All runtime hosts start as `not_ready`. Use the environment page to check dependencies or save required paths. If no runtime is ready, TermBridge guides you to environment setup instead of showing an unusable create flow.

## Requirements

Development:

- Python 3.11+
- [uv](https://docs.astral.sh/uv/)
- Node.js and Yarn
- [`just`](https://github.com/casey/just)

Runtime:

- [`ttyd`](https://github.com/tsl0922/ttyd)
- [`tmux`](https://github.com/tmux/tmux/wiki)
- Cygwin, WSL, or a Linux shell environment

## Quick start from source

Install dependencies:

```bash
just install
```

Start both development servers:

```bash
just dev
```

To run them separately, start the fastapi API:

```bash
just dev-backend
```

Then start the web dev server in another terminal:

```bash
just dev-frontend
```

The fastapi runs on `127.0.0.1:9008` by default. The web runs on `127.0.0.1:9007` and proxies `/api` and `/health` to the fastapi.
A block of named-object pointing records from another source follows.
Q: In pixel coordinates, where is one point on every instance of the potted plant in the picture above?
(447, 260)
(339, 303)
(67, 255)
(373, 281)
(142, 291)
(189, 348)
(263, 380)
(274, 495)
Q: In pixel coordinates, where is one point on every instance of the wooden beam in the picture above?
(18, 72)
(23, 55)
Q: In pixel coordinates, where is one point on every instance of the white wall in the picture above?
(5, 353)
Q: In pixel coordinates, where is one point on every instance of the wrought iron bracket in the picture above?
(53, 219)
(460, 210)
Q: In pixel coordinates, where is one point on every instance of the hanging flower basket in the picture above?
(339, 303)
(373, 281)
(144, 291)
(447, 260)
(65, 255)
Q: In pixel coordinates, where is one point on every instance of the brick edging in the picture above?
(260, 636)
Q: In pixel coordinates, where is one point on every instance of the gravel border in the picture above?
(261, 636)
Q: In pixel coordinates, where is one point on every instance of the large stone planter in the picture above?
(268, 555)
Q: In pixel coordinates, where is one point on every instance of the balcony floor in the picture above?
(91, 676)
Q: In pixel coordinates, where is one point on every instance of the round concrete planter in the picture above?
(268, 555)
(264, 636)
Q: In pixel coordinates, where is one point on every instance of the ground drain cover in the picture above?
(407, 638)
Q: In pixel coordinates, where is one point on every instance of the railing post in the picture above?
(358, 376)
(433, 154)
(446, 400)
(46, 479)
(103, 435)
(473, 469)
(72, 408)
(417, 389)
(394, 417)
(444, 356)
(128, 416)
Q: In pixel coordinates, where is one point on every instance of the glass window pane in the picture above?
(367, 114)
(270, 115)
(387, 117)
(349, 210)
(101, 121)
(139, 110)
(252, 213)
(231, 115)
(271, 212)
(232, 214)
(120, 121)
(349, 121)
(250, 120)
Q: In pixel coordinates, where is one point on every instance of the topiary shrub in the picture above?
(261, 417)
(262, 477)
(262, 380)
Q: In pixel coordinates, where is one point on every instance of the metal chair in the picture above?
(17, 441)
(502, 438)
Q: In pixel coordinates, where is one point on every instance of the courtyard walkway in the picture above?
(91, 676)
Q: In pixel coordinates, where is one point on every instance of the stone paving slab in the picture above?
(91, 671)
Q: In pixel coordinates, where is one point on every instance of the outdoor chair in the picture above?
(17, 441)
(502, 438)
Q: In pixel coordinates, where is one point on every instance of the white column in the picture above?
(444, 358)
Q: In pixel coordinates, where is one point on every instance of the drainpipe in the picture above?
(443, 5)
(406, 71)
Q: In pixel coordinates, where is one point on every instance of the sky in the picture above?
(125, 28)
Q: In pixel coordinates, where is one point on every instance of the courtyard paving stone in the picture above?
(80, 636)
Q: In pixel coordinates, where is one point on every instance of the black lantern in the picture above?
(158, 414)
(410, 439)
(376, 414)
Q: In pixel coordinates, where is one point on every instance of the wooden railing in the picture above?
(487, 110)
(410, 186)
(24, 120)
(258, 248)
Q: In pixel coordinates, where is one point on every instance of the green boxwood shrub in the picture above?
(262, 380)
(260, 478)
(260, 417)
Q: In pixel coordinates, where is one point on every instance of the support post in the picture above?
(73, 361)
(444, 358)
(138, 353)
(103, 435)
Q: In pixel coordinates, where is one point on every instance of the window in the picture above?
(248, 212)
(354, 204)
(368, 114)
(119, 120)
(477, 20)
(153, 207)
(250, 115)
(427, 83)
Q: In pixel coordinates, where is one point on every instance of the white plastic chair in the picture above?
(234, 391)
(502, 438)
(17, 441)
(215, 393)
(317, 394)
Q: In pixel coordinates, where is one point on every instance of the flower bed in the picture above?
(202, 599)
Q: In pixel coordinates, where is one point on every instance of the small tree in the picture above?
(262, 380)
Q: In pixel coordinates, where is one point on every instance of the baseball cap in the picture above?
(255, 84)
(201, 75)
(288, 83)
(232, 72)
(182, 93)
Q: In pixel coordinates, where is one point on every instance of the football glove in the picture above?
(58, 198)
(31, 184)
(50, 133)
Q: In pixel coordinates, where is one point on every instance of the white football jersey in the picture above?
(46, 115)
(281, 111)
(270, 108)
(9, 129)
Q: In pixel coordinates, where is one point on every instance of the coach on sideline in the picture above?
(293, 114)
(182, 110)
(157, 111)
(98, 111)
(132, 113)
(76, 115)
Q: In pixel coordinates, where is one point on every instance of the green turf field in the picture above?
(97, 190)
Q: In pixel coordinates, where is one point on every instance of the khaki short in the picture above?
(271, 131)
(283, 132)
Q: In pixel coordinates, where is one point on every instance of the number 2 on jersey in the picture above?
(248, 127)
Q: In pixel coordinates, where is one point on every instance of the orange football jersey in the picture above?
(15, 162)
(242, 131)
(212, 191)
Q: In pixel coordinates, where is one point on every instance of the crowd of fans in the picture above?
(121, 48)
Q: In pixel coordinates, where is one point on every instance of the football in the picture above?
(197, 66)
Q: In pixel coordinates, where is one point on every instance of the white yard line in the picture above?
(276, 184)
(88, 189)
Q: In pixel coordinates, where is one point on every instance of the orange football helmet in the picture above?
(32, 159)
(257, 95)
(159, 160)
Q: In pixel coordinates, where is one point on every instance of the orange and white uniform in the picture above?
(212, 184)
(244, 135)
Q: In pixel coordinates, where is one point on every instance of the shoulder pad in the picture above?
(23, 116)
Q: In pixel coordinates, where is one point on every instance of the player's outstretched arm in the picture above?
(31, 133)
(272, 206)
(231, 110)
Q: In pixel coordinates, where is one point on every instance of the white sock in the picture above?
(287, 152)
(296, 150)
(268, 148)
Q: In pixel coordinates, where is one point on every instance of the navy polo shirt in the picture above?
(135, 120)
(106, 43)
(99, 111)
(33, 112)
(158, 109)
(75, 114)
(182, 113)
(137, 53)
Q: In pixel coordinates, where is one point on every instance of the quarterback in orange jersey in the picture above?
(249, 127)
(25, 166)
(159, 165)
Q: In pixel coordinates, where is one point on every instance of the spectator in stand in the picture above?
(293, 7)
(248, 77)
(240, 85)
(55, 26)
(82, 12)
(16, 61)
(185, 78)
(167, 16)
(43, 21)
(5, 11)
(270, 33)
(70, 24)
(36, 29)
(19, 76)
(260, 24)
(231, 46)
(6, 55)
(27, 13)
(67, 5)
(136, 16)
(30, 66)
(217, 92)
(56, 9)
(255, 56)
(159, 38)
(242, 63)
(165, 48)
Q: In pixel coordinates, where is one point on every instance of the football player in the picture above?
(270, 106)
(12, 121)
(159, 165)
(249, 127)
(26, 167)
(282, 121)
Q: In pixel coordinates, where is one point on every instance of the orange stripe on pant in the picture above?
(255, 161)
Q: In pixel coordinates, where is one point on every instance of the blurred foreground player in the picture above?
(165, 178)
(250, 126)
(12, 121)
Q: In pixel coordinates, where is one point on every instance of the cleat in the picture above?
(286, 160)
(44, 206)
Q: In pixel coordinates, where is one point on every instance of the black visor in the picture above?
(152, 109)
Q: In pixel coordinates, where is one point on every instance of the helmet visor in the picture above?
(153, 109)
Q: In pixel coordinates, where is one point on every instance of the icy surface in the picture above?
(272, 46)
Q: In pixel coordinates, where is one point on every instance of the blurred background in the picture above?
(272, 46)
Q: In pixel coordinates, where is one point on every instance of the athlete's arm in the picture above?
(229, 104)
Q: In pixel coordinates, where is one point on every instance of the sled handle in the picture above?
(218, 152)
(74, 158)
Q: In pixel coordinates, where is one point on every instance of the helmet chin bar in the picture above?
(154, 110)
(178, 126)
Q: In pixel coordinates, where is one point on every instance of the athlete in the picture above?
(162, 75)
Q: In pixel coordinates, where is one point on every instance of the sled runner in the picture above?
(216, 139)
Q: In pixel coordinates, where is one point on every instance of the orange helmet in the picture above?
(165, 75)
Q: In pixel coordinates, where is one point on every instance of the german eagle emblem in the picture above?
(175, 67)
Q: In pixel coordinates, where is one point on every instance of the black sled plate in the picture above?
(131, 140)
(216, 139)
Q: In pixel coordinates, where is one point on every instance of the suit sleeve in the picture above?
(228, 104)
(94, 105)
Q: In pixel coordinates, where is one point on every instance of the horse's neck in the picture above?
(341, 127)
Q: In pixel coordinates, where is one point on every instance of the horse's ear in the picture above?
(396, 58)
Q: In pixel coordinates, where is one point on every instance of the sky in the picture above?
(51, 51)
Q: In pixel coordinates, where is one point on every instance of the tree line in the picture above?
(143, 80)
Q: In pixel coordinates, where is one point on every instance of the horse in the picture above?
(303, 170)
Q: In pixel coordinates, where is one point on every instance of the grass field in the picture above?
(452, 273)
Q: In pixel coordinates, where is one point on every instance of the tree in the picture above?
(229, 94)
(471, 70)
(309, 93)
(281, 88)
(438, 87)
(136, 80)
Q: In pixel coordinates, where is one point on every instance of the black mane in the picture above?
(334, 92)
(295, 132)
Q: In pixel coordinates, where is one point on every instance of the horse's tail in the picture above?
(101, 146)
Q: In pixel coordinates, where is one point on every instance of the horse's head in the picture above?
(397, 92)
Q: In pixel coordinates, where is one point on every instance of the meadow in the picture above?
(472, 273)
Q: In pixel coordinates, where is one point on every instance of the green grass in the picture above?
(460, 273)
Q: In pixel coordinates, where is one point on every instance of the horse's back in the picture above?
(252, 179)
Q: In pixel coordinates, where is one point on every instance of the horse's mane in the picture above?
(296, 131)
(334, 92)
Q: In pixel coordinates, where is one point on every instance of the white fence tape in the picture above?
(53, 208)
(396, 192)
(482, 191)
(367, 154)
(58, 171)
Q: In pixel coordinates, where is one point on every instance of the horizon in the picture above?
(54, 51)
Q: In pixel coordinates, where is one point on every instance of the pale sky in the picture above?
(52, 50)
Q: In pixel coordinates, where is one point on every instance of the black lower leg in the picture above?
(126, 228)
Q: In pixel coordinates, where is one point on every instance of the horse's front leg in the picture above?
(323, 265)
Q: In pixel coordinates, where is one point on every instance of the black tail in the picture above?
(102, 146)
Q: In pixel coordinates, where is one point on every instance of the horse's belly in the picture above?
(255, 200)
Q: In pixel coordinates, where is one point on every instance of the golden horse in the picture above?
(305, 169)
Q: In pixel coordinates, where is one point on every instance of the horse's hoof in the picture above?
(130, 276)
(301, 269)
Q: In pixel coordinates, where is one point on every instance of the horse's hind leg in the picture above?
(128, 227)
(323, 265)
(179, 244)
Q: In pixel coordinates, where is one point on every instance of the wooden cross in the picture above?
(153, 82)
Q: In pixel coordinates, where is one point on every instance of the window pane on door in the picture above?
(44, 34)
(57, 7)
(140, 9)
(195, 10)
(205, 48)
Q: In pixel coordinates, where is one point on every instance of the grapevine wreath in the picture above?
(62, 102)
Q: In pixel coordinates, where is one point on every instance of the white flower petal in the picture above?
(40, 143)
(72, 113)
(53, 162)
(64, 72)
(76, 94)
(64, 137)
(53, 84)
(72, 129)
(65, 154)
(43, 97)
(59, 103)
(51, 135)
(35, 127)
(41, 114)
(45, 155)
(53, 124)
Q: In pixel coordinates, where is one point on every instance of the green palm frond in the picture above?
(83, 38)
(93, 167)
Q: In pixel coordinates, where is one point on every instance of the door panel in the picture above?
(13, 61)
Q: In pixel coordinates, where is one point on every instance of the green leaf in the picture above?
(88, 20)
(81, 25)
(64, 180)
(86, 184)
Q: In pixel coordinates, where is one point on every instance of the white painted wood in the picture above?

Open the web in your browser, go to the environment page, and run the checks for the runtime provider you want to use.

## Installed usage

After installing the Python package, run the server with:

```bash
termbridge --host 127.0.0.1 --port 9008
```


## Configuration

TermBridge reads settings from environment variables with the `TERMBRIDGE_` prefix and from `.env`.

See [.env.sample](.env.sample) for the available settings and a local development example.

## Shortcuts

Shortcuts are reusable command entrypoints. Documented examples use plain commands such as `bash`, `claude`, and `codex`.

Review and edit shortcut commands before use. A shortcut command is executed on your local machine inside the selected runtime provider, so treat shortcut configuration as trusted local code execution.

## Docker

Build and run locally:

```bash
docker build -t termbridge:local .
docker run --rm -p 9008:9008 termbridge:local
```


The container serves the built web from the fastapi. Runtime tools such as `ttyd`, `tmux`, Cygwin, WSL, or Linux shell environments still need to be available and correctly configured for terminal sessions to work.

Do not publish this container on an untrusted network without adding authentication, HTTPS, and isolation appropriate for your deployment.

## Development

For checks, packaging commands, pull request guidance, and repository hygiene, see [CONTRIBUTING.md](CONTRIBUTING.md).

## Security

See [SECURITY.md](SECURITY.md) for the current security boundary and vulnerability reporting guidance.

## License

TermBridge is released under the [MIT License](LICENSE).